Ms PATTEN — At this stage, no, I will not. I think there was just a slight misunderstanding with the table office.
My second amendment was to create a special category of specialist e-cigarette retailers, but I understand that the government has also put out an amendment that largely captures what I was trying to achieve in my original second amendment. I am happy to accept the government’s position as a fulsome compromise in this area and that the government’s amendments will allow for specialist e-cigarette retailers to display and demonstrate the products. It is a good compromise.
However, this bill still is fundamentally scientifically flawed. Smoking is smoking, and steaming and vaporising is another thing. I am all for the protection of children, and I am all for the protection of people from second-hand smoke; however, from the information that we are receiving we know fundamentally that these products, from a harm minimisation perspective, are products that we should not be trying to ban and restrict. We should be trying to enable people who are going through that struggle. I know that there are many people in this chamber who have struggled to give up the very harmful habit of smoking.
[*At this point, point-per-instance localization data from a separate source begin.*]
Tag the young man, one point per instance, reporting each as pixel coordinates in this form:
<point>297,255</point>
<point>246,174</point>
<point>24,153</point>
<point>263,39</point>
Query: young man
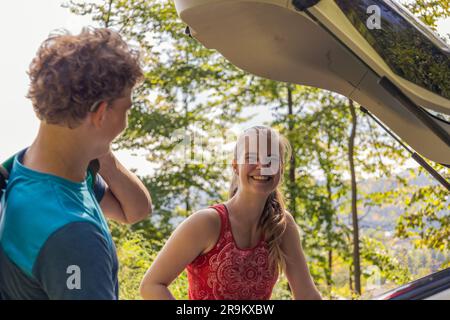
<point>54,239</point>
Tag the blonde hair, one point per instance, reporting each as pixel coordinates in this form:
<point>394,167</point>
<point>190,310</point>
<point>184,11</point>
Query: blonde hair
<point>273,220</point>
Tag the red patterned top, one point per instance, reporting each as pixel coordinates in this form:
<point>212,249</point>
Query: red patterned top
<point>229,273</point>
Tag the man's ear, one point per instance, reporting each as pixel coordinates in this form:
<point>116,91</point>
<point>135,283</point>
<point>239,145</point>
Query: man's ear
<point>98,116</point>
<point>235,166</point>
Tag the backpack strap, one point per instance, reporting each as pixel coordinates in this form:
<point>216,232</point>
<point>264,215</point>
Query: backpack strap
<point>6,166</point>
<point>5,169</point>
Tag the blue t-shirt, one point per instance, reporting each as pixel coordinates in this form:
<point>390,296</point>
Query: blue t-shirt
<point>54,240</point>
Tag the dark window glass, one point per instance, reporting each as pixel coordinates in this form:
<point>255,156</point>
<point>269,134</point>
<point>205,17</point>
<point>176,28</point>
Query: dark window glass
<point>409,48</point>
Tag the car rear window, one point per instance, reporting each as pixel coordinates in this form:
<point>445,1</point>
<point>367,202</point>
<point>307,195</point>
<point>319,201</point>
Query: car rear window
<point>410,49</point>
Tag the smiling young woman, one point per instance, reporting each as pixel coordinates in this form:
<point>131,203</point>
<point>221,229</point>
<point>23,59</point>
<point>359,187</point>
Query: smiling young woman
<point>237,249</point>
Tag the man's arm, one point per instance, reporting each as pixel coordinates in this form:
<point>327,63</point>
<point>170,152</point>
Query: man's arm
<point>77,263</point>
<point>126,199</point>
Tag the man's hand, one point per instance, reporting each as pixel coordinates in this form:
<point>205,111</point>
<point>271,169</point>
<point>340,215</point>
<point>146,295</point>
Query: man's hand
<point>126,198</point>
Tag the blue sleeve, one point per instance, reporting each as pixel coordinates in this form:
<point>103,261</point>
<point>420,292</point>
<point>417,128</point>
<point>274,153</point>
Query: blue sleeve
<point>99,188</point>
<point>76,263</point>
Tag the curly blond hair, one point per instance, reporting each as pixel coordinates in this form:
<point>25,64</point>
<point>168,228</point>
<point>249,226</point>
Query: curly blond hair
<point>72,72</point>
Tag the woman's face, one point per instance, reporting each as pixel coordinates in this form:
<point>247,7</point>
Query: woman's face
<point>258,162</point>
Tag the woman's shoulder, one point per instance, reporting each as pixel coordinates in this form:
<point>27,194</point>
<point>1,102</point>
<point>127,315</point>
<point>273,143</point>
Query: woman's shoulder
<point>206,219</point>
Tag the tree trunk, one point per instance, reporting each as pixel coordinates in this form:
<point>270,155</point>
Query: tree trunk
<point>292,193</point>
<point>356,254</point>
As I say, a vaporiser is a product that contains no nicotine and no tobacco and does not ignite anything. Frankly, I think it is a product that we should be promoting. Other countries are promoting it.
I note Ms Wooldridge’s amendments in regard to making sure that these products are not attractive to children, and I totally agree with this. I would like to see these products restricted to age-restricted venues. I would like to see tobacco restricted to age-restricted venues, but I think Woolworths and Coles have got another say about that. While this bill goes some very positive ways in the outdoor smoking area, I do believe that we are possibly missing some opportunities in regard to personal vaporisers, where we are seeing other countries — New Zealand, the US, the UK, Canada — going down a very different path to us; most countries are going down a different path. So I would hope that we would take a very rational and sensible approach and enable adults who choose to use this product as a harm minimisation product to have access to this product. I look forward to speaking more about this in committee.